It would really be nice to poke around in the message, or the
connection structure, or basically anything. I was unable to
reproduce the problem before when trying to repeatedly run
the kernel_untar_build workunit, which was mentioned in bug
1866 as what was running when it happened there.
#13 Updated by Sage Weil almost 12 years ago
Hmm.. yeah, I don't think we have anything beyond these console dumps. And we don't capture any kind of kernel core dumps (can/should we?).
Actually, I don't think we've seen this in more than a month. :/
#14 Updated by Sage Weil almost 12 years ago
- Status changed from New to Need More Info
#15 Updated by Alex Elder over 11 years ago
Bugs 1793 and 2081 have a signature of a page fault/bad memory reference
from process_one_work() -> con_work(), and they may well be the same issue.

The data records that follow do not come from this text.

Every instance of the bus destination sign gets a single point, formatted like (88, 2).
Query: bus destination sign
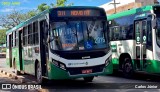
(74, 13)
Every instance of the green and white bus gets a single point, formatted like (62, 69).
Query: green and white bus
(61, 43)
(135, 40)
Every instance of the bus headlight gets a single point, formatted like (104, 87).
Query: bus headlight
(108, 60)
(55, 62)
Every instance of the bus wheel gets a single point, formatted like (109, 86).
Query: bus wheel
(39, 73)
(15, 68)
(88, 79)
(127, 68)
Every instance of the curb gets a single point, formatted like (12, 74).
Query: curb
(13, 76)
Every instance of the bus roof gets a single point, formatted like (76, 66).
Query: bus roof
(28, 21)
(131, 11)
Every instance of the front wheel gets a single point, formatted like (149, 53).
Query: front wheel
(88, 79)
(127, 68)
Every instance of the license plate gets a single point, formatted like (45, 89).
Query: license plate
(86, 71)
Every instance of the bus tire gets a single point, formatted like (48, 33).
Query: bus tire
(88, 79)
(40, 79)
(127, 68)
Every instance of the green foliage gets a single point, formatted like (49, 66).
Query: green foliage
(2, 36)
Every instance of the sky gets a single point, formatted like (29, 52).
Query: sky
(6, 6)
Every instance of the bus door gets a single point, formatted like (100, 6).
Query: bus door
(10, 50)
(140, 36)
(44, 46)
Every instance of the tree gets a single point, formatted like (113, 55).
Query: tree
(60, 3)
(3, 36)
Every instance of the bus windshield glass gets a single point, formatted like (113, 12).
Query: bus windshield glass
(78, 35)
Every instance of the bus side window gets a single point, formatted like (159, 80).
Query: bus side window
(149, 34)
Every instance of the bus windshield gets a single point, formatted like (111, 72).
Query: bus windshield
(78, 35)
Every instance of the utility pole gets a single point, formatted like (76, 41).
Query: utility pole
(115, 5)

So I have been treating them as such, and have been attempting to reproduce
them by running the kernel_untar_build.sh workunit repeatedly.
The last day or two I have been testing with the latest version of the
ceph-client code (c666601a93). One time I hit a kernel failure that had a
signature different from either 1793 or 2081--it reported:
INFO: rcu_sched detected stalls on CPUs/tasks: { 0} (detected by 4, t=492980 jiffies)
I believe this is bug 2174, and am adding an update to that to record
this occurrence.
I restarted testing and completed 50 more iterations of kernel_untar_build.sh
without error. I will try a bit more, I think we should keep these two bugs
on a sort of inactive status (1793 is already "Need More Info" but 2081 was
not until now) until we start seeing occurrences again. A kernel core dump
would also be helpful, once we get that in place (see bug 2127).
#16 Updated by Alex Elder over 11 years ago
Another 100 iterations of kernel_untar_build.sh using the current
master branch (c666601a935b94cc0f3310339411b6940de751ba) without
error. I'm going to quit testing this now and wait to see if
our regular automated testing produces it again.
#17 Updated by Alex Elder over 11 years ago
- Status changed from Need More Info to Can't reproduce
Marking this Can't Reproduce. Will reopen if it shows up again.